Back to Westin Harbour Castle, where remittances found an enthusiastic reception among developed donor countries and multilateral and development agencies. Even the IMF and World Bank, we were told, were listening. It is interesting, ironic even, that the same institutions that have been the architects of neoliberal policies that have destroyed livelihoods and lives, devastated Caribbean social structure, and led so many to seek a life ‘in foreign’, now want us to see remittances as one answer to a structural problem they have in large part created.
Worryingly, this latest interest does not necessarily signal a reversal of policy, but its intensification. Many of the groups present at the conference were from professional associations, alumni and village development organizations, all of which have channeled significant monies and in kind donations to communities and institutions in the region.
All of this in the context of neoliberal policies that have led to substantial public disinvestment in relation to the provision of education, health, infrastructure and other essential social services.
The supposed magic bullet of remittances raises the question, then, of whether the resources of Caribbean women and men overseas, individually and collectively, are being called upon to do the work of the state. Are remittances, a popular response to marginalization, being hijacked to offer officially sanctioned bandaid relief, a solution to local unemployment, and a safety valve against social unrest?
We should consider what working people might have to say about this latest effort to recruit them to subsidise an intolerable and inequitable global system that led to their departure in the first place.

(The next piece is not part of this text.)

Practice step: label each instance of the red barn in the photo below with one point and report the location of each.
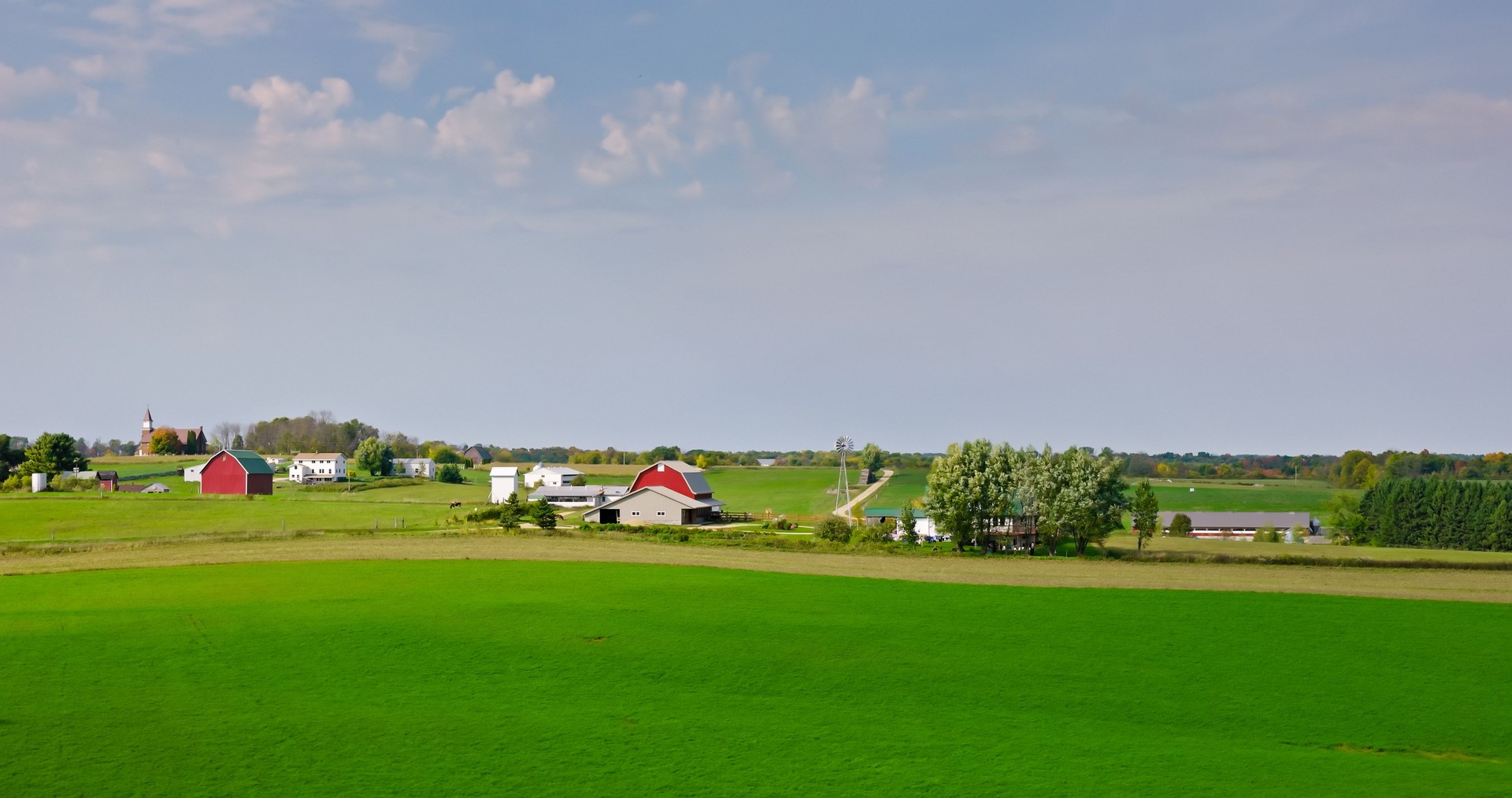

How might they respond to initiatives from on high to capitalize on their survival strategies, their efforts to hold down a day and night shift, two and three poorly paid and insecure jobs, all to support loved ones in at least two countries? Their voices are conspicuous in their absence from a new solution to the Caribbean’s woes that so clearly depends on their labour. The garish neon sign at the Westin Harbour Castle reads “Not you. Your money.”